The 23-year-old Nigerian entered his plea on Friday before U.S. Magistrate Judge Mark Randon in Detroit. As the flight approached the city’s airport, Abdulmutallab ignited his pants leg and a wall of the plane while trying to detonate a mixture of explosives he smuggled aboard, according to prosecutors.

In a hearing that took less than five minutes, Abdulmutallab, wearing a white T-shirt, beige pants and black- and-white shoes, told the judge he understood the charges against him.

The U.S. intelligence community’s failure to interdict the plot prompted President Barack Obama yesterday to order federal agencies to set clearer lines of responsibility for following up on leads on terrorist threats, to streamline criteria for adding names to watch lists, and to tighten airport security measures.
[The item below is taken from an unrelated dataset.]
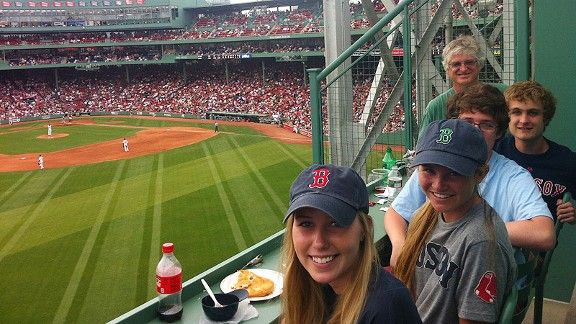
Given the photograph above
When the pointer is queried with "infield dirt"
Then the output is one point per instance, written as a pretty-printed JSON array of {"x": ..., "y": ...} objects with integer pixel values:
[{"x": 150, "y": 140}]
After Abdulmutallab tried to trigger an explosion on Flight 253 from Amsterdam, passengers and crew restrained him until the aircraft landed, prosecutors said.

Indicted on Jan. 6, Abdulmutallab is accused of attempting to use a weapon of mass destruction, attempted murder, willfully trying to wreck an aircraft, placing a destructive device upon an aircraft and faces separate counts of possessing and using a firearm in furtherance of a crime of violence.

Possible Life Term

“The charges that Umar Farouk Abdulmutallab faces could imprison him for life,” U.S. Attorney General Eric Holder said in a Jan. 6 statement announcing the indictment.

The U.S. Central Intelligence Agency said it learned about Abdulmutallab in November when his father, the former chairman of First Bank of Nigeria Plc , went to the U.S. Embassy in Nigeria to seek help in finding him.

Abdulmutallab was on the government’s Terrorist Identities Datamart Environment list, which names about 550,000 individuals with possible terrorist links. He hadn’t been moved from the so- called TIDE database to a terrorism watch list, or to the “selectee” list of about 14,000 names that triggers additional screening at airports, or to the “No Fly” list of about 4,000 names, according to Janet Napolitano , the U.S. Secretary of Homeland Security.